The researchers acquired a detailed climate history of the last 2,000 years from the layered sediments in Lake JiangCo, located on the central Tibetan Plateau. The data indicates a warm and moist climate during the 7th to 9th centuries AD, followed by a shift to colder and drier conditions. This climatic variation aligns with the expansion and decline of the Tibetan Empire, suggesting that changes in climate might have played a role in the empire’s rise and fall.
During the preliminary field investigation, the researchers found that the varved sediment in JiangCo, a lake on the central Tibetan Plateau, was well-preserved. Through earlier varve counting and other radiometric dating methods, the time range of a gravity core of up to 1 meter covering the past 2000 years was determined.
Subsequently, high-resolution XRF elements scanning and carbonate carbon/oxygen isotope analysis were performed on the sediment, and the temperature and precipitation records for the past 2000 years were reconstructed using biomarkers such as alkenones. The results showed that the 7th-9th century AD was an unusually warm and humid period.
The researchers compared this period with historical literature and found that it coincided with the only unified local regime, the Tibetan Empire, which existed on the Tibetan Plateau at that time. The changes in warm and humid climates and cold and dry climates were highly correlated with the foreign policy changes of the Tibetan Empire.
Combined with the ecological niche model, the researchers simulated the area of highland barley cultivation during the warm and humid period of the 7th-9th centuries AD and the subsequent cold and dry period, which differed by about 10.88 million hectares.
In the ecologically fragile environment of the Tibetan Plateau, climate change is one of the factors that constrain human activities.
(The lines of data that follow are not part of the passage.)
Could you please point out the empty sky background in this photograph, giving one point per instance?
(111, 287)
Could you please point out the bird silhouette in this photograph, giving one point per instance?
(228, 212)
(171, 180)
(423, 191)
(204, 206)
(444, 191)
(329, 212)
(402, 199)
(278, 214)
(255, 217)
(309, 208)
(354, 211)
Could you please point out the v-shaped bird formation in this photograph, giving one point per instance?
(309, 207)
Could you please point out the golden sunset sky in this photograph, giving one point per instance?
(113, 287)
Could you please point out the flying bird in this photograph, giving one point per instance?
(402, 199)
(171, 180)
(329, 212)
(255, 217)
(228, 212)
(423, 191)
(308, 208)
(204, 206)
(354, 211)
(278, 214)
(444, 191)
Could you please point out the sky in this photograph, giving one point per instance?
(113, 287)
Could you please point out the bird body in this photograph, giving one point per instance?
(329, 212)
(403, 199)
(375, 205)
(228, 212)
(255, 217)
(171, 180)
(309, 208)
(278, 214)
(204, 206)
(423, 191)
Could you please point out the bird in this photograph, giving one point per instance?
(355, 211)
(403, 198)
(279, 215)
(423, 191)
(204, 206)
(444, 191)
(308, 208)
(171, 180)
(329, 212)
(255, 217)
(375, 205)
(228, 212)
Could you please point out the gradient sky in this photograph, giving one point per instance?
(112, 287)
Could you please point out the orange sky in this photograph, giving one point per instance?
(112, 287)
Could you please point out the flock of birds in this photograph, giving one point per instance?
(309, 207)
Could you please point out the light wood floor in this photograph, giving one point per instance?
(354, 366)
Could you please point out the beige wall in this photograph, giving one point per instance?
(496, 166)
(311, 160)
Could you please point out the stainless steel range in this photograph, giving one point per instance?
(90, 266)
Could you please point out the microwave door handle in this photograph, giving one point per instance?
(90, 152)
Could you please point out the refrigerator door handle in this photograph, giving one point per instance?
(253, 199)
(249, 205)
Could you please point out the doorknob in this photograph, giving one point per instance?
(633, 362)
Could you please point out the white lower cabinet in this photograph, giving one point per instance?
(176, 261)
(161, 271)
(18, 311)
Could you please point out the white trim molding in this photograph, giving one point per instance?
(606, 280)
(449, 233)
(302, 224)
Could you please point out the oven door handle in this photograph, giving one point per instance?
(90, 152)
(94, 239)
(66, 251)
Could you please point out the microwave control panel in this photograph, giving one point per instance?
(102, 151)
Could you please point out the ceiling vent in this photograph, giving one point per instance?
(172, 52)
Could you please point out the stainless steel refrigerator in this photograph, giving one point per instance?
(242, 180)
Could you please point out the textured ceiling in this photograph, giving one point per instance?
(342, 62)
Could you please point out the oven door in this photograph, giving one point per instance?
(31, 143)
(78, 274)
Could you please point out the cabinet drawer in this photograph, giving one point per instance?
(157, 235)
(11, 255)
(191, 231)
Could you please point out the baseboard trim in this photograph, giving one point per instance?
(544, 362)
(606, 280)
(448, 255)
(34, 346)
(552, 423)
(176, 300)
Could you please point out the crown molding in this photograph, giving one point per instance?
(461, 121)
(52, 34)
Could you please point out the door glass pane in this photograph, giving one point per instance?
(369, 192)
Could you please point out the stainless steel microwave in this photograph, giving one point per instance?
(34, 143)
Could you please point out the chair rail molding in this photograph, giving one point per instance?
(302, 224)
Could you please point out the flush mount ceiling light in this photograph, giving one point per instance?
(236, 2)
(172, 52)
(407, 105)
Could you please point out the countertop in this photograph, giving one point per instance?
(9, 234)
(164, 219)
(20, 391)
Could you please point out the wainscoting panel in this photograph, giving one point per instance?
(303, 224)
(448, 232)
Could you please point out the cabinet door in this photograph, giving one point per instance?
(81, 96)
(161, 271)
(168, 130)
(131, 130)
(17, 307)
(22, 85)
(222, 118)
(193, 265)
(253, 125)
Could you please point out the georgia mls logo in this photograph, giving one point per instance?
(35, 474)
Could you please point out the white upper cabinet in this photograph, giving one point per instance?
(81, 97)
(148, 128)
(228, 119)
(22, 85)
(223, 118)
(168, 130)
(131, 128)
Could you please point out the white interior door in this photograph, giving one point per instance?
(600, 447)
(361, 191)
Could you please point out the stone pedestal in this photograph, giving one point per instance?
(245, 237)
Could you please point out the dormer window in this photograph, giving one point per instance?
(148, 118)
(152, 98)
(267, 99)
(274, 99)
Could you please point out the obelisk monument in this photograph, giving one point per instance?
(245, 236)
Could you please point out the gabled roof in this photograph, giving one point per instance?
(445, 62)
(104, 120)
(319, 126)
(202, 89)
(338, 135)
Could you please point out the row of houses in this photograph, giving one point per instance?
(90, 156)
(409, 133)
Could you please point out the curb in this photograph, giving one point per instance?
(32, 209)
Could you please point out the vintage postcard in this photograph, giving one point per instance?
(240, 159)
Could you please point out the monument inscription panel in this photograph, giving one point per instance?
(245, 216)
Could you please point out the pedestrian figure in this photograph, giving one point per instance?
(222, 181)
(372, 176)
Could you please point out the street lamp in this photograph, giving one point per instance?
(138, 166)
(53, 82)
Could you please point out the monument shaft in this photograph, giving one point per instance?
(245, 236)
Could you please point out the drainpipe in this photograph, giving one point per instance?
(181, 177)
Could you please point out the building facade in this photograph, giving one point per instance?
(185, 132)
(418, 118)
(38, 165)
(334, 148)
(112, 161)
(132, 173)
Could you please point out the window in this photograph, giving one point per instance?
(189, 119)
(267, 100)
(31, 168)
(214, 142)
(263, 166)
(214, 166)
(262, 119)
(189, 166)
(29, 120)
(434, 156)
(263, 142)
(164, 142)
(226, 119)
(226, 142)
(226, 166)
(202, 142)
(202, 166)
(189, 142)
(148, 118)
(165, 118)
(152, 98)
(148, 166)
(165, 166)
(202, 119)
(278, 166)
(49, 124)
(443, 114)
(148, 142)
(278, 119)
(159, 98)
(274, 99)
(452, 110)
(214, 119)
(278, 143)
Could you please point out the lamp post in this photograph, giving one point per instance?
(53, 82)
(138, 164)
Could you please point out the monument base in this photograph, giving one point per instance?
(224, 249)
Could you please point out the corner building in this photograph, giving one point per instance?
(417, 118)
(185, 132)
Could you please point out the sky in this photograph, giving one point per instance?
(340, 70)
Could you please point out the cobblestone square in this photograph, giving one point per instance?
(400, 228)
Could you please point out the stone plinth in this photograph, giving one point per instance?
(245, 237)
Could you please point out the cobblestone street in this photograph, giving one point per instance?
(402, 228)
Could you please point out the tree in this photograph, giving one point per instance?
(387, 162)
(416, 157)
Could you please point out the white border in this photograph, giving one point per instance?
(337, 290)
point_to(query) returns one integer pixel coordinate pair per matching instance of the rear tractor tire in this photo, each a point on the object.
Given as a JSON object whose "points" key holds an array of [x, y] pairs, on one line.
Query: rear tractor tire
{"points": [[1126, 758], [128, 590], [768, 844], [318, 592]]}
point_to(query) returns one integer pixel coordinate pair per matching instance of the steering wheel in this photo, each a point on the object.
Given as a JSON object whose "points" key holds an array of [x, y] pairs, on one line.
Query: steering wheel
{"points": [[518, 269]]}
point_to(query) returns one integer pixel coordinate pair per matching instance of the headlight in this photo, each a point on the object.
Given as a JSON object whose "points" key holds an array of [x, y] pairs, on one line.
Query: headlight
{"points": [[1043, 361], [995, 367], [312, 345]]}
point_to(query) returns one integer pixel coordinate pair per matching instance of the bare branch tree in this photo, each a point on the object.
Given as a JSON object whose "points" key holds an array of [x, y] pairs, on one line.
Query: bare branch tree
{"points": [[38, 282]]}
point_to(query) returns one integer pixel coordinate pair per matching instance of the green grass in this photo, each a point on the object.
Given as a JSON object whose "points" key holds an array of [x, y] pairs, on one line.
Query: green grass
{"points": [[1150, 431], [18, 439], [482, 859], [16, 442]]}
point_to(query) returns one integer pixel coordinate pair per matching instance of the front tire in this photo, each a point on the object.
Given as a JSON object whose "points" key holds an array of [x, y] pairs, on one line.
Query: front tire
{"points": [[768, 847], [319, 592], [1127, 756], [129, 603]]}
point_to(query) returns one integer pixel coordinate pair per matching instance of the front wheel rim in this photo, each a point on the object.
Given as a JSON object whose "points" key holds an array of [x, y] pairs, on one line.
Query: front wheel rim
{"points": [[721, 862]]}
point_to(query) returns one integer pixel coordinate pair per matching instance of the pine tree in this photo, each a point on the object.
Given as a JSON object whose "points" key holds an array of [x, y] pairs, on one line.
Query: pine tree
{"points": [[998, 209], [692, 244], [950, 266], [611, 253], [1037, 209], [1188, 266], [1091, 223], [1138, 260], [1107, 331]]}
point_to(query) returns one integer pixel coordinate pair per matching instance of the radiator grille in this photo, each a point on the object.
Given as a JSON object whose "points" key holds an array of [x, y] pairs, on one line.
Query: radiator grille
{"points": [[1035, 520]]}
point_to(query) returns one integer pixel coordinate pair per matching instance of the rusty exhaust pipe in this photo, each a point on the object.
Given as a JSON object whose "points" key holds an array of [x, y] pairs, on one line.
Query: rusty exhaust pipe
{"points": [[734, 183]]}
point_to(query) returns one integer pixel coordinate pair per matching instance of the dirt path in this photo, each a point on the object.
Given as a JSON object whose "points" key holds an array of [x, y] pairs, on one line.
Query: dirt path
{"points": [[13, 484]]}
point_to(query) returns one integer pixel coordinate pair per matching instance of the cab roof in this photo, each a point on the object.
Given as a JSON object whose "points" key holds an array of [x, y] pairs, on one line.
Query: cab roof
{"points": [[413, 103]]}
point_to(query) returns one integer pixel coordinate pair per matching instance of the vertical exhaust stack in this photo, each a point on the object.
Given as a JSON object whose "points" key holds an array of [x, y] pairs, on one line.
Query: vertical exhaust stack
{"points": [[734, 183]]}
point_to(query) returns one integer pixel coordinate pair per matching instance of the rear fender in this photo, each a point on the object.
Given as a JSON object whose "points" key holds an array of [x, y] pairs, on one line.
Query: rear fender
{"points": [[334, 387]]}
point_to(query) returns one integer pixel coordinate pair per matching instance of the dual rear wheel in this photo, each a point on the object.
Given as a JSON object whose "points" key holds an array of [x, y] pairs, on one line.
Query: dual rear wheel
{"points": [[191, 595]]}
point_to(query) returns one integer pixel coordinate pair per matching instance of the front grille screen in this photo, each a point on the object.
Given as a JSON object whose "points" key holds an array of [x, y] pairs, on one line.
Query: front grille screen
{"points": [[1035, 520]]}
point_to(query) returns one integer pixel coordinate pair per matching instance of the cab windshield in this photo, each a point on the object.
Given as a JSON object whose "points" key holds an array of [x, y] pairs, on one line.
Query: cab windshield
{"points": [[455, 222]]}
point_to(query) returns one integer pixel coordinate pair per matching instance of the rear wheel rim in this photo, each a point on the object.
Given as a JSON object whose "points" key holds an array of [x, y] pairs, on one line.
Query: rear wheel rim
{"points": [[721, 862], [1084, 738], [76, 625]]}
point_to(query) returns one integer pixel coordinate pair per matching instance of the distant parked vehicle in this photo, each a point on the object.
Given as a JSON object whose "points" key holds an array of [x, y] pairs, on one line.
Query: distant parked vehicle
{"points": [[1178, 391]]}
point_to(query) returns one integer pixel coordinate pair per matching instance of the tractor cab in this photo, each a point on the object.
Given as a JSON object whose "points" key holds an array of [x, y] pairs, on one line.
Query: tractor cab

The latest research results show that warm and humid climates promote the development of agriculture and animal husbandry on the plateau, while cold and arid conditions have negative effects on agriculture and animal husbandry.
Climate change played an important role in the rise and fall of the Tibetan Empire. Today, with the warming and humidification of the Tibetan Plateau, studying the human-environment interactions in the past has important implications for modern responses to climate change.
Reference: “Climate change fostered rise and fall of the Tibetan Empire during 600–800 AD” by Juzhi Hou, Kejia Ji, Erlei Zhu, Guanghui Dong, Tao Tong, Guoqiang Chu, Weiguo Liu, Wenxiang Wu, Shuilong Zhang, Jade D’Alpoim Guedes and Fahu Chen, 2 May 2023, Science Bulletin.